Today, more than half of every dollar spent on brand medicines goes to payers, middlemen, providers and other stakeholders in the supply chain. But due to insurance design, patients are often paying based off the list price of a medicine rather than the net price their insurer gets. And according to a recent survey, many Americans reported difficulty paying out-of-pocket costs last year, such as deductibles and coinsurance, which can lead some people to abandon their medicines.
We can and should do better. And our industry has a role to play.
There are multiple paths to better support patients and help them pay less for their medicines. That’s why we are advocating for the following policy approaches in state legislatures across the country.
1. Share the savings – On average, more than half of spending on brand medicines goes to health insurers, PBMs, the government and others, not the manufacturer that researched and developed the medicine. However, patients often do not benefit from these significant discounts in the form of lower out-of-pocket costs for their medicines. That’s not right, and it needs to change. If insurance companies and middlemen don’t pay the full price for medicines, patients shouldn’t have to either. These rebates and discounts must be directly shared with patients at the pharmacy counter.
2. Make coupons count – In some cases, health insurance companies are not allowing the coupons manufacturers provide to patients to count towards deductibles or other cost sharing requirements, meaning patients could be paying thousands more at the pharmacy than they should be. We need to end this practice so that patients are getting the full benefit of programs meant to help them access their medicines.
3. Offer lower, more predictable cost sharing solutions – Actual spending on medicines is growing at the slowest rate in years. Unfortunately, it doesn’t feel that way for patients. Insurers are increasingly using high deductibles and coinsurance that result in patients paying more for certain medicines out of pocket. Patients should have more choices when it comes to their medicine coverage. Every state should require health insurers to offer at least some health plan options that exclude medicines from the deductible and offer set copay amounts instead of forcing patients to pay an amount based on the full list price of their medicines.

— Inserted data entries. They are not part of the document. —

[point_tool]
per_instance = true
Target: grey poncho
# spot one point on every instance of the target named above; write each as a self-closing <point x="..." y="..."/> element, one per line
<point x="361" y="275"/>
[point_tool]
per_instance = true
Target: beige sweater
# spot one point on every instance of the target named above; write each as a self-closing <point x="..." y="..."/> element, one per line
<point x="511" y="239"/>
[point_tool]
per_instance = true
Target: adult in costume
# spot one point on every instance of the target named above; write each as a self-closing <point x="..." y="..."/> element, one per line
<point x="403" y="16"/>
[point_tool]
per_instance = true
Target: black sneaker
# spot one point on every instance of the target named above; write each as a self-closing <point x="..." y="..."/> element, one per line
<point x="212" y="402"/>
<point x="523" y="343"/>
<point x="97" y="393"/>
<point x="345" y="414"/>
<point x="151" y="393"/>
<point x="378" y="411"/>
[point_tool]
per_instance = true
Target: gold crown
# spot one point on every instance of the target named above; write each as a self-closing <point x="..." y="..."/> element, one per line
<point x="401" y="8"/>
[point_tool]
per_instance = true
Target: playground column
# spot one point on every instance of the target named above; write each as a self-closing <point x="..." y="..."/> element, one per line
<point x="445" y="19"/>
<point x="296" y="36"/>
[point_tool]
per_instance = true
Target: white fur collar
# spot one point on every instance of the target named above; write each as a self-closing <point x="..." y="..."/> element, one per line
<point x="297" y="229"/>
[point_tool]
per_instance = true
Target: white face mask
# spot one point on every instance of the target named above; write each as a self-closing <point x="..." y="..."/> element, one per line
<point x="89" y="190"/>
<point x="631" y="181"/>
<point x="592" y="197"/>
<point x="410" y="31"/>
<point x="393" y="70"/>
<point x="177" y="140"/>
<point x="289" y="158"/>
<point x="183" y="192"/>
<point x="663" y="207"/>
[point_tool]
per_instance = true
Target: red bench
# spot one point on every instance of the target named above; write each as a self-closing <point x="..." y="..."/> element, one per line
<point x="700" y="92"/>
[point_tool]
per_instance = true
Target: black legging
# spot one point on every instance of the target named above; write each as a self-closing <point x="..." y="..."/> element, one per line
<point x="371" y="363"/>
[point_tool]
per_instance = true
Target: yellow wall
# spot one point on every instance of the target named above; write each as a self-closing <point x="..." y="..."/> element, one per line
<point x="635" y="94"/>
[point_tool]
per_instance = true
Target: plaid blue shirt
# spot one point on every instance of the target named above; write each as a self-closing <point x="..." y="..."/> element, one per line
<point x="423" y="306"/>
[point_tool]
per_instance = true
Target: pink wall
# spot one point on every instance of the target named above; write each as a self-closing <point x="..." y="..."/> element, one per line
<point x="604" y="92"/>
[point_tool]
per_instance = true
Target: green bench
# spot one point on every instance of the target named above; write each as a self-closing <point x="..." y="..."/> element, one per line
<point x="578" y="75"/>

4. Cover medicines from day one – Insurers increasingly require patients to pay high deductibles before receiving coverage of their medicines. This can lead to patients rationing or not taking their medicines, which can result in devastating consequences to their health. Policymakers can help patients from day one by requiring all plans to cover certain medications used to treat chronic conditions with no deductible. Additionally, insurers should be mandated to offer some plans that cover all medicines from day one.
5. Cap patient cost sharing – Many commercially insured patients are being exposed to high out-of-pocket costs due to increasing use of deductibles and coinsurance. High cost sharing is a barrier to prescription medicine access, especially for patients with chronic, disabling or life-threatening conditions, who shoulder the largest share of the burden. Cost sharing should not be so burdensome that it prevents patients with insurance from accessing necessary prescription medicines. Capping the cost sharing patients must pay out of pocket will help reduce the financial burden on patients who need it most and provide patients immediate relief at the pharmacy counter.
Several states have already acted to help patients by enacting these policies. Still, more needs to be done. That’s why we are calling on state officials, as well as others in the health care system, to join us in supporting common-sense reforms to make insurance work like insurance and ensure that patients can access and afford the medicines their doctors prescribe.